Of particular note is agmatine's high affinity to the imidazoline receptor, which according to Thomas Ray- who analyzed the receptor affinity of 30+ psychedelics- might be one of the keys to the "magic of MDMA". On 2o to 80mg doses on an empty stomach, agmatine does have a nice and very mild positive effect on valence. Mild relaxation, akin to chamomile tea, and mild feeling of social closeness, akin to a glass of wine or a bit of Indica. According to some anecdotal data, and in line with Thomas Ray's predictions, taking agmatine in conjunction with 5HT2A agonists gives rise to a subtle empathogenic effect.

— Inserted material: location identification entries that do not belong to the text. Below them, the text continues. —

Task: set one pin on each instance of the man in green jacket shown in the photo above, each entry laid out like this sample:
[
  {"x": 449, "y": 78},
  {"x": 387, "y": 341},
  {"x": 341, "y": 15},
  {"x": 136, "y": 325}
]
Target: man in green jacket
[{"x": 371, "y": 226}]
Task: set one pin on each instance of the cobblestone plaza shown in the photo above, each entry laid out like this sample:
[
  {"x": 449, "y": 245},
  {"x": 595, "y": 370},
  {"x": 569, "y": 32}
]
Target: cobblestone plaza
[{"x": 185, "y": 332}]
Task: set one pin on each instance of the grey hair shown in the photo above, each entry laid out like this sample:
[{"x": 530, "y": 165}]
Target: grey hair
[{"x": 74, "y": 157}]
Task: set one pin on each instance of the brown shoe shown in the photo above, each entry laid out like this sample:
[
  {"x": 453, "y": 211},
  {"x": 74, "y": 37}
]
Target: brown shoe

Now, all of that is for background. If you buy a tube of agmatine you will see that the recommended dose is between 500 milligrams and up to entire grams. After all, it is in food and it has an extremely high safety profile. Somehow the general public has missed that on much lower doses it has a nice mild euphoric quality. Anyhow, at the doses typically consumed, agmatine has a distinct blunting effect. As described by people who have both taken SSRIs and agmatine, the effects of high-dose agmatine on pleasurable and noxious stimuli are of the general type of "blunted quality". Emotions feel more fuzzy, music sounds more flat, thoughts seem less deep, philosophy is more boring, and orgasm is less intense. This type of effect (both cutting the top and bottom ends of valence) is what we expect to happen if you add *neural noise* into your nervous system. Like listening to white noise - it is good if the sound it masks is dissonant and unpleasant, but bad if you are trying to listen to a symphony, or to the voice of your loved ones.
It is the blunting effect of agmatine at 0.5 grams+ doses that makes it a great candidate to reduce the impact of brainwashing. Like an SSRI, but much faster and reversibly, agmatine will make whatever multilevel marketing pyramid scheme feelings of guilt and greed you were subjected to kind of melt away and feel more dreamy and less "real". This psychological effect seems to last after the agmatine has been metabolized.